Monday, October 08, 2007

Action alert

Man, I'm squozen between morning doctor appointments and after-work meetings, so blogging likely to be light until midweek. Meantime, take action on the push to overturn Bush's SCHIP veto -- Bitch, Ph.D. gives you all the links and info. here so you can pester your representatives or those nearby. We need to cover more of our kids, not cut some of them loose!

Friday, October 05, 2007

Fond associations

Sometimes you can know in your head that you like something, but forget that you really mean it until you bump across the thing again or have your associations stirred. That by way of saying that hearing just this short musical clip reminded me of how much I liked the Firefly series (and, by extension, the movie Serenity), the grittiness, the characters, the struggle. Barely enough to whet one's appetite, that CD set, but apparently enough to sink some roots deep into my unconscious.

Serenity logo

Bunny toes!

It's been a while since I've endangered my readers with cute, but this is serious business.
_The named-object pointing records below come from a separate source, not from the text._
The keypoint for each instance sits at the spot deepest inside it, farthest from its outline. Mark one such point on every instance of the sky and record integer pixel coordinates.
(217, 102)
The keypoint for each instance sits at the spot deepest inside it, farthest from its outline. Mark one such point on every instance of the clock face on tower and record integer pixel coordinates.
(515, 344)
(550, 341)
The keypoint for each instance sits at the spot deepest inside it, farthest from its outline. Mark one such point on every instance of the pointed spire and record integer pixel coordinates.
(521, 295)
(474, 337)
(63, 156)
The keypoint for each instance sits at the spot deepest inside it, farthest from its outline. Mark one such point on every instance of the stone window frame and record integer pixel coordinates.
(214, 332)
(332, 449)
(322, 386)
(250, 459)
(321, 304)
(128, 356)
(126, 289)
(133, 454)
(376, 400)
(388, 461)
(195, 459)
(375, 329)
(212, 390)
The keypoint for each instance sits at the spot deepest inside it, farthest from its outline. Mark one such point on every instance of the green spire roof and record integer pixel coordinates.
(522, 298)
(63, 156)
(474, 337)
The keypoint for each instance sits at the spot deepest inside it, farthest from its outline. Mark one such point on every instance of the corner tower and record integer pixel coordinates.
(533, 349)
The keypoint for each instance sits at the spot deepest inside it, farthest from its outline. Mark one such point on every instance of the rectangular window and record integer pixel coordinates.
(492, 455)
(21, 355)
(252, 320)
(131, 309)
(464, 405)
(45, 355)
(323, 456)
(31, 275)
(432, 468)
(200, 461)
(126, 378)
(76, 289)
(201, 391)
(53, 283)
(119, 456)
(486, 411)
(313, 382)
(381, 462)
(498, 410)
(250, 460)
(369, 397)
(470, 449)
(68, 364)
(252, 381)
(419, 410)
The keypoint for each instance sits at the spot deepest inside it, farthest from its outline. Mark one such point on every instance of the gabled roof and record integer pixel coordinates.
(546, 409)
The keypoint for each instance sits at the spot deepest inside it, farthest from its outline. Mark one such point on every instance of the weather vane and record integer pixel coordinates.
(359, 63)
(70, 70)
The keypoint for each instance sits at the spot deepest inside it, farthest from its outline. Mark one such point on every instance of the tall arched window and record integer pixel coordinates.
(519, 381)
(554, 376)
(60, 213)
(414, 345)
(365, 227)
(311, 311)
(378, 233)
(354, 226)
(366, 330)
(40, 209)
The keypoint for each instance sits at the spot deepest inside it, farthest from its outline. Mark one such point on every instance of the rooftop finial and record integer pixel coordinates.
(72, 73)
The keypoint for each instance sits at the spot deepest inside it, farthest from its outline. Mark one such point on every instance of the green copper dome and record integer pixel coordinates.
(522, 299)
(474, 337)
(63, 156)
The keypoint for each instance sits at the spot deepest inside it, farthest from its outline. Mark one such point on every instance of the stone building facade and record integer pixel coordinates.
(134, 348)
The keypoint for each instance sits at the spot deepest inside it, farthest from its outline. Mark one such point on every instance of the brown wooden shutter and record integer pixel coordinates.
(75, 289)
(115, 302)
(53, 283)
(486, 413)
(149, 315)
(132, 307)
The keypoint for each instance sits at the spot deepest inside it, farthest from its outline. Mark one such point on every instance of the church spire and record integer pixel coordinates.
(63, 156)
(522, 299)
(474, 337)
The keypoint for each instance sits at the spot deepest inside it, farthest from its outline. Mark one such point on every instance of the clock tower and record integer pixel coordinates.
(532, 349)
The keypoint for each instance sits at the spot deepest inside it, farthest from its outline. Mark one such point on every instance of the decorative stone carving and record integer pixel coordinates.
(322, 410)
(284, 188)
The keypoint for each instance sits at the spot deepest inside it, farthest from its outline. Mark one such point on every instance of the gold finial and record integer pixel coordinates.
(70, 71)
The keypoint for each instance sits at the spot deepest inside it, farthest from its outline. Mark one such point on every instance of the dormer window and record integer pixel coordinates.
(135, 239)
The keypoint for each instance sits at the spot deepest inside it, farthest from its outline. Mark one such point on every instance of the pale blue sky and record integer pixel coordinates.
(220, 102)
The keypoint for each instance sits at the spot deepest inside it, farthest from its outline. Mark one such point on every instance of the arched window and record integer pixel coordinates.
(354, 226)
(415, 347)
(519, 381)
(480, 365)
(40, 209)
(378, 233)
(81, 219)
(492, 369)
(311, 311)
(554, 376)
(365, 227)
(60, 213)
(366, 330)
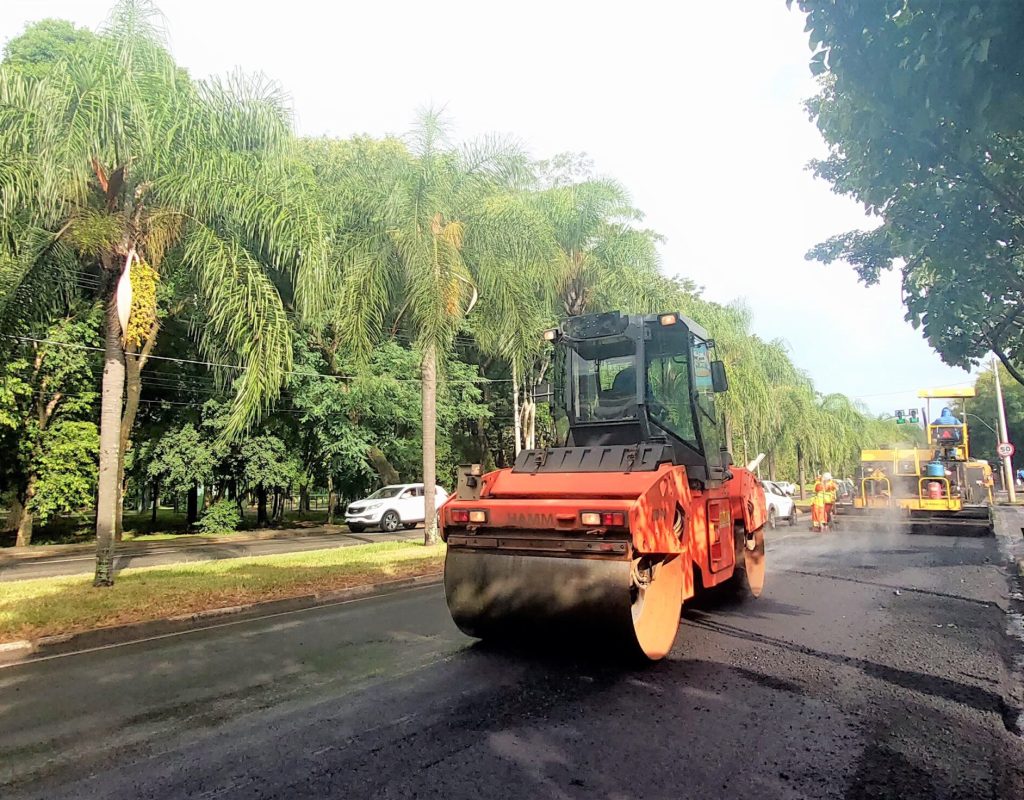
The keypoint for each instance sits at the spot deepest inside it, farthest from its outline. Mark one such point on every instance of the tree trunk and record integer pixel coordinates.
(261, 506)
(528, 413)
(516, 421)
(110, 446)
(192, 505)
(429, 397)
(26, 517)
(800, 470)
(156, 502)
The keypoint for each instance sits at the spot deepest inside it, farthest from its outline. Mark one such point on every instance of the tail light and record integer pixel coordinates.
(464, 515)
(603, 518)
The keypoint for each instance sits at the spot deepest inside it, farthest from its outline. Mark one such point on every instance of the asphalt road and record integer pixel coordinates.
(171, 553)
(875, 666)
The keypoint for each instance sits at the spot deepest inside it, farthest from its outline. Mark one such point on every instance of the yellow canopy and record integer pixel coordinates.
(951, 392)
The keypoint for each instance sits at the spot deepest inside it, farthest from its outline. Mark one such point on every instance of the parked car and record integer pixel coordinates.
(780, 505)
(390, 508)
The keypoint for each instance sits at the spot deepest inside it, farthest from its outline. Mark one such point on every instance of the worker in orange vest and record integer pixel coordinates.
(818, 519)
(832, 490)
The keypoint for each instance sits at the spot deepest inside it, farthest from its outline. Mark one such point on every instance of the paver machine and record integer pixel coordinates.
(934, 489)
(606, 536)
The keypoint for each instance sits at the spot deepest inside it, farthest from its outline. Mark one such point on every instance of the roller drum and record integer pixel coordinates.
(626, 604)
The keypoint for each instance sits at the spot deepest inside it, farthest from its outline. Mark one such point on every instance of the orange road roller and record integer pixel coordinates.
(608, 535)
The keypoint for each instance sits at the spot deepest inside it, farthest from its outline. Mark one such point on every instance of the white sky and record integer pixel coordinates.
(695, 108)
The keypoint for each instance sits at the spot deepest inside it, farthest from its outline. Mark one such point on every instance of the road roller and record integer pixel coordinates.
(605, 537)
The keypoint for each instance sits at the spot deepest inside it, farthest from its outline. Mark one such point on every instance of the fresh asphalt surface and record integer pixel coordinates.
(156, 555)
(875, 666)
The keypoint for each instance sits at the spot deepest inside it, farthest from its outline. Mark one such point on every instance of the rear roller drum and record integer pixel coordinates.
(655, 595)
(630, 606)
(750, 576)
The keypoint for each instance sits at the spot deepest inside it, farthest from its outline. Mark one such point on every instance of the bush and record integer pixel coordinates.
(221, 517)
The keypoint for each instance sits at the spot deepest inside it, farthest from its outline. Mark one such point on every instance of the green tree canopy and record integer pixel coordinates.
(922, 102)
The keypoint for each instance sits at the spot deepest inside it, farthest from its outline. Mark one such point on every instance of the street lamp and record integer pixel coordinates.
(982, 422)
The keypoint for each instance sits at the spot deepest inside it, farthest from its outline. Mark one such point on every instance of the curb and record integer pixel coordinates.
(9, 555)
(24, 650)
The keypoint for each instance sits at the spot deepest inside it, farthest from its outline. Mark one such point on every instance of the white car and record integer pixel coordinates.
(780, 505)
(786, 487)
(390, 508)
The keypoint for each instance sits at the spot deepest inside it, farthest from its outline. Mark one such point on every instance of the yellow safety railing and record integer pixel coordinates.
(887, 492)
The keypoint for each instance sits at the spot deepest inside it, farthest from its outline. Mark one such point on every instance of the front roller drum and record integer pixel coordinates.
(630, 605)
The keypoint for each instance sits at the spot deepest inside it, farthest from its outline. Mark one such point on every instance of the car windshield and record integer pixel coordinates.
(385, 492)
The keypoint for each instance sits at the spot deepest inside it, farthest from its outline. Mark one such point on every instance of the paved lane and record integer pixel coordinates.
(155, 555)
(873, 667)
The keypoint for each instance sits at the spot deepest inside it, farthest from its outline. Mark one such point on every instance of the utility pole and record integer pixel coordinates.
(1008, 467)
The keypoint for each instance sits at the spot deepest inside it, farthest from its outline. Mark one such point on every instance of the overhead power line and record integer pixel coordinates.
(215, 365)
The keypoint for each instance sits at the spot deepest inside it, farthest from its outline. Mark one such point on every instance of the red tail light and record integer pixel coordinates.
(603, 518)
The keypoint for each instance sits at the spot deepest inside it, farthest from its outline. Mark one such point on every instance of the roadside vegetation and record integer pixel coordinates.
(221, 313)
(47, 606)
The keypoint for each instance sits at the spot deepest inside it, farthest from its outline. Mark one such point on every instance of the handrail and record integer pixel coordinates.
(888, 491)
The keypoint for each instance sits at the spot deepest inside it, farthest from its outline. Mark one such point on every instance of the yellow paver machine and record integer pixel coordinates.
(935, 489)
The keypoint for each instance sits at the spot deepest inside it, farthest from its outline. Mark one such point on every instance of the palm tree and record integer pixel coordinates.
(117, 162)
(430, 229)
(602, 258)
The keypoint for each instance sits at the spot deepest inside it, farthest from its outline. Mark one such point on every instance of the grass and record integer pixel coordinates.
(78, 529)
(57, 605)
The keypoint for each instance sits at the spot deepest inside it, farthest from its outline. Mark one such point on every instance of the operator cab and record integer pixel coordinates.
(636, 391)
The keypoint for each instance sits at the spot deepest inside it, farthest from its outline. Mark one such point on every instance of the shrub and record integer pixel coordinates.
(221, 517)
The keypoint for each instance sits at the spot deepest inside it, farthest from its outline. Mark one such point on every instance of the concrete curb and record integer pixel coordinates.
(1008, 524)
(9, 555)
(32, 649)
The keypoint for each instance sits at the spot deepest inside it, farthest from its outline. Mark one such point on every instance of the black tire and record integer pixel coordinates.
(749, 577)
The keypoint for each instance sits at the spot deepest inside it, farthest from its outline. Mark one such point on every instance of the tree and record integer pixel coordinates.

Thursday, October 04, 2007

We loves us some folksiness!

Fred Thompson is actually a bit embarrassing, in a Reagan joke way, and he's still trying to establish his credibility. I mean, I think somebody running for "leader of the free world" (such as it is) should know that the Soviet Union is a thing of the Way Past . . .
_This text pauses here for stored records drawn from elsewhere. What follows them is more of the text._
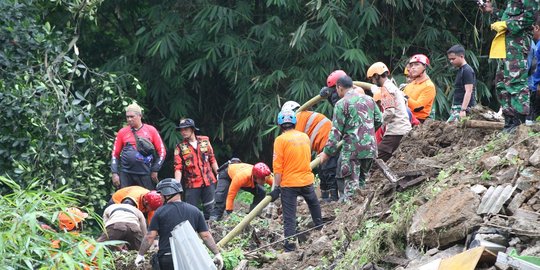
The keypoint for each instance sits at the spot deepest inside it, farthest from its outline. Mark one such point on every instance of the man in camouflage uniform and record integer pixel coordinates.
(356, 117)
(516, 21)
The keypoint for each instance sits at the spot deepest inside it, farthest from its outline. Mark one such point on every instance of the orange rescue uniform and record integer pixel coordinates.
(316, 126)
(240, 175)
(421, 93)
(135, 193)
(292, 155)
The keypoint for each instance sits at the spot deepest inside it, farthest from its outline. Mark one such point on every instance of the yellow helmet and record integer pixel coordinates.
(377, 68)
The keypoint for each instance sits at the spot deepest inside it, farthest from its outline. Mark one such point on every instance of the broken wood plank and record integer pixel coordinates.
(395, 260)
(481, 124)
(506, 260)
(387, 172)
(404, 184)
(243, 265)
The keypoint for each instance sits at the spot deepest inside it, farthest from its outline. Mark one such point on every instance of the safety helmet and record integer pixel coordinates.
(169, 186)
(377, 68)
(286, 117)
(260, 170)
(290, 106)
(419, 58)
(70, 218)
(334, 76)
(187, 122)
(153, 200)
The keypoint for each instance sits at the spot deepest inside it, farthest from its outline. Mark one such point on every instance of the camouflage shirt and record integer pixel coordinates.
(356, 116)
(518, 15)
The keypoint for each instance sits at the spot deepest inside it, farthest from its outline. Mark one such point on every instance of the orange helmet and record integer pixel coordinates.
(419, 58)
(260, 170)
(153, 200)
(71, 218)
(377, 68)
(334, 76)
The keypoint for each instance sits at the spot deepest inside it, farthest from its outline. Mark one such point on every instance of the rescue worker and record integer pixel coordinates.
(145, 200)
(247, 177)
(195, 167)
(139, 163)
(293, 176)
(464, 85)
(421, 91)
(329, 92)
(71, 221)
(124, 222)
(356, 117)
(395, 117)
(172, 213)
(511, 44)
(317, 126)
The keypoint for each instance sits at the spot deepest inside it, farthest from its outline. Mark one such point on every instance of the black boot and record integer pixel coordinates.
(519, 119)
(508, 123)
(334, 195)
(325, 196)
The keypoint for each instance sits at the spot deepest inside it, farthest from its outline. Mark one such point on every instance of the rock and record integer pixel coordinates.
(506, 175)
(447, 218)
(511, 153)
(516, 202)
(531, 251)
(490, 162)
(528, 178)
(535, 158)
(478, 189)
(447, 253)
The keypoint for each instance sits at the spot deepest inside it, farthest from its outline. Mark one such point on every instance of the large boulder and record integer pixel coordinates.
(447, 218)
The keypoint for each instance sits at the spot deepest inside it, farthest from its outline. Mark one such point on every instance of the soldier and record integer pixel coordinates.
(356, 117)
(514, 30)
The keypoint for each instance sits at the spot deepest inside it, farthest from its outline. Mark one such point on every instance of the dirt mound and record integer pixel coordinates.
(373, 227)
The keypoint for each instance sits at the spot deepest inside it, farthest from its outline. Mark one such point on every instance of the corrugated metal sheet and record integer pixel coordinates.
(494, 199)
(187, 249)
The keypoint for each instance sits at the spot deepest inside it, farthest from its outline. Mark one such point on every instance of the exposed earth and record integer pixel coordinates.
(444, 172)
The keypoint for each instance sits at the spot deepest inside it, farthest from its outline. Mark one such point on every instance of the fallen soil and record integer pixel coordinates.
(436, 155)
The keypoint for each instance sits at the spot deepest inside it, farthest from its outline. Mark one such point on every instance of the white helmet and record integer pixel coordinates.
(290, 106)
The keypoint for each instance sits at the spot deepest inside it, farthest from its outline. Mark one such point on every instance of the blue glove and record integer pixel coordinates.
(275, 193)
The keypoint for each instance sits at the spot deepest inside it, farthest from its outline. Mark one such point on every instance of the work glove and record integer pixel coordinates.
(218, 261)
(498, 26)
(139, 260)
(375, 89)
(325, 92)
(275, 193)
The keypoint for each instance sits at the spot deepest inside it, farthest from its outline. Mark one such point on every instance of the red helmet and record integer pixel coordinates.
(419, 58)
(71, 218)
(334, 76)
(153, 200)
(260, 170)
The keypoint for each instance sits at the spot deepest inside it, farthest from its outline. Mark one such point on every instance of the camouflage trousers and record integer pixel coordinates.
(354, 174)
(511, 77)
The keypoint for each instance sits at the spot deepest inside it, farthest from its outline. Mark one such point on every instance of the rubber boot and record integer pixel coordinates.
(508, 123)
(325, 196)
(334, 195)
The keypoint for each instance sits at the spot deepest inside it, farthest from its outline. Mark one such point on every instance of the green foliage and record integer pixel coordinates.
(378, 238)
(24, 244)
(232, 258)
(230, 65)
(59, 116)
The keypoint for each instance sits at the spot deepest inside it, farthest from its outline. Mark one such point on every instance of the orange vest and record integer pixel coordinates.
(135, 193)
(316, 126)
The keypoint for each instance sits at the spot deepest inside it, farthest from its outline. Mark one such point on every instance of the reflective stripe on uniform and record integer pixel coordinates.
(317, 128)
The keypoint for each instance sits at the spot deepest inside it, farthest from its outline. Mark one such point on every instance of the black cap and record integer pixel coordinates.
(187, 122)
Wednesday, October 03, 2007

Poem of the day

ensoThese old days - I wonder,
did I dream them
or were they real?
In the night I listen
to the autumn rain
- Ryokan Taigu
(via whiskey river)

So clear even a child can see it...

Bitch, Ph.D. has (and shares) some really remarkable conversations with her (kindergarten-aged) son about individuality, the senselessness of strict gender expectations, and all kinds of other great stuff, in everyday terms. The latest one is here and just blew me away. I can't really find a part to excerpt, since it's a dialogue, so just go check it out. [And the video at the end is killer too.] I aspire to having such open and empathetic discussions with my child someday.

So proud...

When you look at the list of Bush's four vetoes, it's quite a line-up. A true representative of the people, this fella'...

Tuesday, October 02, 2007

Heartening moves in the House

Well, I'd begun to think that all of Congress was abdicating responsibility on the Iraq war, but apparently not:
  1. The Chairman of the House Appropriations Committee says he won't allow war funding bills to come to a vote until they have some basic assurances that there's plan for withdrawel. Not everything one might want, but a bold start to potentially bigger things.

  2. Meanwhile, two House Democrats are going to raise the issue of supplementary taxes to fund the current war appropriation -- such a thing was done during WWII and Vietnam. No chance of passage, but it gets the question of fiscal responsibility (and the scale of war wastage) into the ongoing discussion.
Go, team!

Monday, October 01, 2007

Quote of the day

I love cats because I enjoy my home; and little by little, they become its visible soul.
– Jean Cocteau
(via A Mindful Life)

Well, whaddya know!

slice of birthday cakeLooks like this crazy blog-tube-thing is three years old! Tinges of outrage exhaustion around the edges, perhaps, but seemingly in no danger of giving up. In fact, I'm holding out for the tide to turn, the nation to redeem itself! Party on!

We lead, you follow!

When I heard that conservatives were starting a new group as "an answer to MoveOn," I immediately thought Ah! another top-down propaganda machine! And how, exactly is that an answer to a group with millions of members, that actually takes surveys in advance of particular strategic choices, and which is guided by public sentiment? hmmm...

Well, turns out that it's more than just a New Playground for Big Spenders in the wingnut world: "Freedom's Watch" is made up of current and former Washington insiders, and particularly of Cheney's circle, agitating for action in Iran. So it's actually just a parallel mouthpiece for the establishment (government, media, pundits) that's already leading us in a set of directions we don't want to go. What innovation!!